While Florida is full of well-known animal theme parks, including Sea World and Disney’s Animal Kingdom, there are so many animal encounters that receive little to no notoriety. During my Ultimate Florida Road Trip, I experienced the state’s wildlife up close.
Manatees, Space Coast
The greater Orlando area is the best region to spot manatees in the wild because the surrounding rivers are shallow. I saw them while kayaking Merritt Island National Wildlife Refuge and stand-up paddleboarding in New Smyrna Beach. They aren’t too shy when it comes to human activity, so be careful or you could find yourself accidentally swimming with them, known as a “manatee car wash.” Crystal River is another great place for them.
While there are hundreds of species of animals to see at the world-famous Brevard Zoo, my favorite was the platform where guests can be eye level with giraffes looking for a snack. You can purchase food for them to lick out of your hand.
- Brevard Zoo, Melbourne
Alligators, St. Augustine and Everglades
You can’t come to Florida and not see an alligator. I had a few opportunities to see them, particularly on an airboat in the Everglades, their natural habitat, but also at a park devoted entirely to the species. They love the brackish water but can be found sunbathing throughout the day. They’re even the namesake of Alligator Alley.
Key Deer, Florida Keys
This subspecies of the white-tailed deer are only found in the Florida Keys and include a protected population of around 800. I was lucky enough to see one standing on the side of the road while driving back north but didn’t get to snap a photo.
- National Key Deer Refuge, Big Pine Key
Fish, Fort Lauderdale and Key Largo
I can’t mention Florida wildlife without mentioning the fish and other creatures that inhabit the water.
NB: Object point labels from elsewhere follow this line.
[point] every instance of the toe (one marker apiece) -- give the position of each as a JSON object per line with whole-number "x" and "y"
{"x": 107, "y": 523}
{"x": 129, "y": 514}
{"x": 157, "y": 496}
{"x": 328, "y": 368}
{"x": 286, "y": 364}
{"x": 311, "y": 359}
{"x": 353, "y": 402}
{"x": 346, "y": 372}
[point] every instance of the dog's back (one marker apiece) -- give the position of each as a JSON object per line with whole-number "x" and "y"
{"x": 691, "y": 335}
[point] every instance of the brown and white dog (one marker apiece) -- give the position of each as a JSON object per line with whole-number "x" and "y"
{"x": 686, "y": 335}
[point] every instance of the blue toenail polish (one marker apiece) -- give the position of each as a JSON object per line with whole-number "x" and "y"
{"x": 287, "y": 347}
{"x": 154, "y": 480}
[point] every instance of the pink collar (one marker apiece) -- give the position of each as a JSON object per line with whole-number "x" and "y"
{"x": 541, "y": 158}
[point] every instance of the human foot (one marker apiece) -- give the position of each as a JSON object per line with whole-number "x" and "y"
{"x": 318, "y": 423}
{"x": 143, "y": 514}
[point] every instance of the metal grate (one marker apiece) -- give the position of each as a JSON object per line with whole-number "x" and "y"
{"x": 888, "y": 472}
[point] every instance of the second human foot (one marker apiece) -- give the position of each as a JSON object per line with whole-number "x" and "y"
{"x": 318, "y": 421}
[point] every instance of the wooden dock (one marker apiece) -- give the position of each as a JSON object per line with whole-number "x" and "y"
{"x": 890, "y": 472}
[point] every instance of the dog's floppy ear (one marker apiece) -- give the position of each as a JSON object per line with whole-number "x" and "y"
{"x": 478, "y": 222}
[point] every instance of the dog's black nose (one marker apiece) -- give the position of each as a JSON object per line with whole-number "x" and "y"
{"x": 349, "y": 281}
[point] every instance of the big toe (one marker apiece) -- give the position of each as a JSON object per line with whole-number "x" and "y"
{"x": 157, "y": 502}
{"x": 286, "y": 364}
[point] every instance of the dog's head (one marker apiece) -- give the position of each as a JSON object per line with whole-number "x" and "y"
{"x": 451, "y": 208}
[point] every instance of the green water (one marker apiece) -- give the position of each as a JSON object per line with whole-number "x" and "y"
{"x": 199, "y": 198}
During my days snorkeling and scuba diving, I saw Moray eels, nurse sharks, rays, conchs and all manners of colorful fish.
Peafowl, St. Augustine
The Fountain of Youth’s main attraction may be the water, but the peafowl, plural for male peacocks and female peahens, are a close second. They wander freely around the park, spreading out their plumage and showing off for tourists.
Cats, Key West
While you may be saying, “Cats aren’t wildlife! They’re domesticated animals!”, you haven’t seen the ones in the former home of Ernest Hemingway, known for having extra toes. Also, look out for the roosters that wander the island as they own it.
- Ernest Hemingway Home & Museum, Key West
Many of these activities were sponsored through partnerships or VIP passes with local tourism boards, but all opinions remain my own.